By Alexandra Burlacu email: email@example.com | Dec 23, 2012 02:00 PM EST
With Christmas just around the corner, two companies - Google and NORAD - are now going head-to-head to track Santa across his jolly holiday route.
NORAD has been tracking Santa since 1955, and last week the company has announced its new Internet Santa service. After all, where else could one find two companies competing to tack Santa if not on the Internet? While NORAD is still tracking Santa and his sleigh on Christmas, the company has replaced Google Maps with Microsoft's Bing Maps.
Despite NORAD's move, Google is not ready to give up on the business of tracking Santa Claus. The search giant has decided to track Mr. Claus on its own this year, using its Google Earth and Google Maps products, as well as a new algorithm. What does this mean for the end user? Well, it means that two Santa tracker options are now available starting Christmas Eve.
"While we've been tracking Santa since 2004 with Google Earth, this year a team of dedicated Google Maps engineers built a new route algorithm to chart Santa's journey around the world on Christmas Eve,| Brian McClendon, Vice President of Google Maps and Google Earth, announced earlier this week.
Google's new Santa Tracker is available live on the Web at this link, but the search giant also offers a new Chrome extension and Android app to let users follow Santa. Meanwhile, NORAD has worked on its apps in partnership with Microsoft, and its Santa Tracker is available for the iPhone, as well as Android and Windows 8 smartphones.
Google, however, seems to have more to offer in terms of entertainment. The company has built up an entire Santa Web site, allowing users to enter information about a friend or family member and have Santa give them a call or send them an audio message via email.

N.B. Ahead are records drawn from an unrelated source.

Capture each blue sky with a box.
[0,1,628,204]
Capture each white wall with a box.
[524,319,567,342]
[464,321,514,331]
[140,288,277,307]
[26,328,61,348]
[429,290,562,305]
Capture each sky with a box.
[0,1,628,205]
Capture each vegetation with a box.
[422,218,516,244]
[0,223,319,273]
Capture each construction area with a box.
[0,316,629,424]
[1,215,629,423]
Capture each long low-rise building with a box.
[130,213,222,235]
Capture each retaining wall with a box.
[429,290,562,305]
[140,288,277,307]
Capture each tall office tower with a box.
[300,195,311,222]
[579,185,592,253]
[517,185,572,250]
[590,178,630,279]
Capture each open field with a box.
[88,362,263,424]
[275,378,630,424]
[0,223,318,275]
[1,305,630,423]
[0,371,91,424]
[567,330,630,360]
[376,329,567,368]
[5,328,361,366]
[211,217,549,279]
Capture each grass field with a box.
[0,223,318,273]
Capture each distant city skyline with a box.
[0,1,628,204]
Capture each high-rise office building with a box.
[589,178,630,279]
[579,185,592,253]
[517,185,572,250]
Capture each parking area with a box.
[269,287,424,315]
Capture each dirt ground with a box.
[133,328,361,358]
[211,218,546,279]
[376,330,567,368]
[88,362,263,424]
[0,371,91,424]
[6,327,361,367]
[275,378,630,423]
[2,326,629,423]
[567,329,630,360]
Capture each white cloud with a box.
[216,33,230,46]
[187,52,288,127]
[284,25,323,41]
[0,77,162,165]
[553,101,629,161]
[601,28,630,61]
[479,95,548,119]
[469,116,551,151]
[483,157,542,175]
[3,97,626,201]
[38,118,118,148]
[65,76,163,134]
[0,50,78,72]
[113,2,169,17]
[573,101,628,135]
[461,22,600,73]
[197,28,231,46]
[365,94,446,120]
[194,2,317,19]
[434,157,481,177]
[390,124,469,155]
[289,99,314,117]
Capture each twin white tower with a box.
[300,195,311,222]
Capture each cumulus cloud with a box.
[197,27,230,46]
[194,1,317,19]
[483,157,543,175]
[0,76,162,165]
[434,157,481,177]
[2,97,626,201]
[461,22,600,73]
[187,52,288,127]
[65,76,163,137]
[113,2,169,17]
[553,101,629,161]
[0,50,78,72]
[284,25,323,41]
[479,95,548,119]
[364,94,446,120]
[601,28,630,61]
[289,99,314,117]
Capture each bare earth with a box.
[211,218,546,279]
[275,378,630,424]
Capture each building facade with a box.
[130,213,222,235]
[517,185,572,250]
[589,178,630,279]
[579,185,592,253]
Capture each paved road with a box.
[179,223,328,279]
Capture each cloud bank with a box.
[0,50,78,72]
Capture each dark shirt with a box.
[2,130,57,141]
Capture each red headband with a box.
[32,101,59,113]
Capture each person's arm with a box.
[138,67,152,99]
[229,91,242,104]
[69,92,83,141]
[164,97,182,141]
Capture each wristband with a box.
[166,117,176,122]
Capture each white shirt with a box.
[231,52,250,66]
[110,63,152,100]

Moreover, the search giant also threw in a few games into the mix. The Santa Racer game, for instance, allows players to navigate Santa's sleigh through a track and collect presents. With the Present Drop game, meanwhile, players have to drop presents into moving chimneys.
Both Google and NORAD will start actually tracing Santa on Christmas Eve. With all this competition, one question still lingers: would Santa himself use Google or Bing Maps to get around? Or perhaps Apple Maps?